Re: Re: Apple violates Moore's Law
Moore's Law has nothing to do with clock speeds! Moore's Law states that the density of transistors we can squeeze onto a given piece of silicon will double every 18 months. On some architectures, that leads to big clock speed jumps, on some it doesn't. Clock speed really is a meaningless comparison between two processors-- sometimes even in the same family (i.e., we know the new 7457 G4 outperforms the older ones at the same clock speed).
Originally posted by illumin8
Sorry, you need to do better at your math. 2Ghz. to 3Ghz. is basically a 50% increase in one year. Extrapolate that out to 18 months and you're looking at Apple's computing power increasing by 75% every 18 months. That's still not even with Moore's Law.
I have a feeling that if you look at Apple 5 years from now you will see that they have more or less kept pace with Intel in the processor speed race. IBM should allow them to reach Moore's Law type speed doubling.

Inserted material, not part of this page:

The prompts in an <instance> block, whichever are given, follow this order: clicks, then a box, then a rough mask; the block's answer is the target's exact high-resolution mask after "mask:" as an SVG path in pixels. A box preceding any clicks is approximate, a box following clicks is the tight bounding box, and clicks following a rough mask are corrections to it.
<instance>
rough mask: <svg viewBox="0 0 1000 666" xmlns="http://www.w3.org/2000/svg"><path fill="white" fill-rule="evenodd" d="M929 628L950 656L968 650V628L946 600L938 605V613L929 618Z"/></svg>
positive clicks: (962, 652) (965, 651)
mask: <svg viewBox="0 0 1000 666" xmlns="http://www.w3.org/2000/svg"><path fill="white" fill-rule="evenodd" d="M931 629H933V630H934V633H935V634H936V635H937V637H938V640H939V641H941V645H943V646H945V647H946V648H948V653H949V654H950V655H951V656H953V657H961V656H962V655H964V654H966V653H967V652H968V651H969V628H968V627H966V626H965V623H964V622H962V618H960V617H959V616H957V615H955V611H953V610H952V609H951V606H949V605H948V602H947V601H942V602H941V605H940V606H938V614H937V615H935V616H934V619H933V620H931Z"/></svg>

Moore's Law has nothing to do with clock speeds! Moore's Law states that the density of transistors we can squeeze onto a given piece of silicon will double every 18 months. On some architectures, that leads to big clock speed jumps, on some it doesn't. Clock speed really is a meaningless comparison between two processors-- sometimes even in the same family (i.e., we know the new 7457 G4 outperforms the older ones at the same clock speed).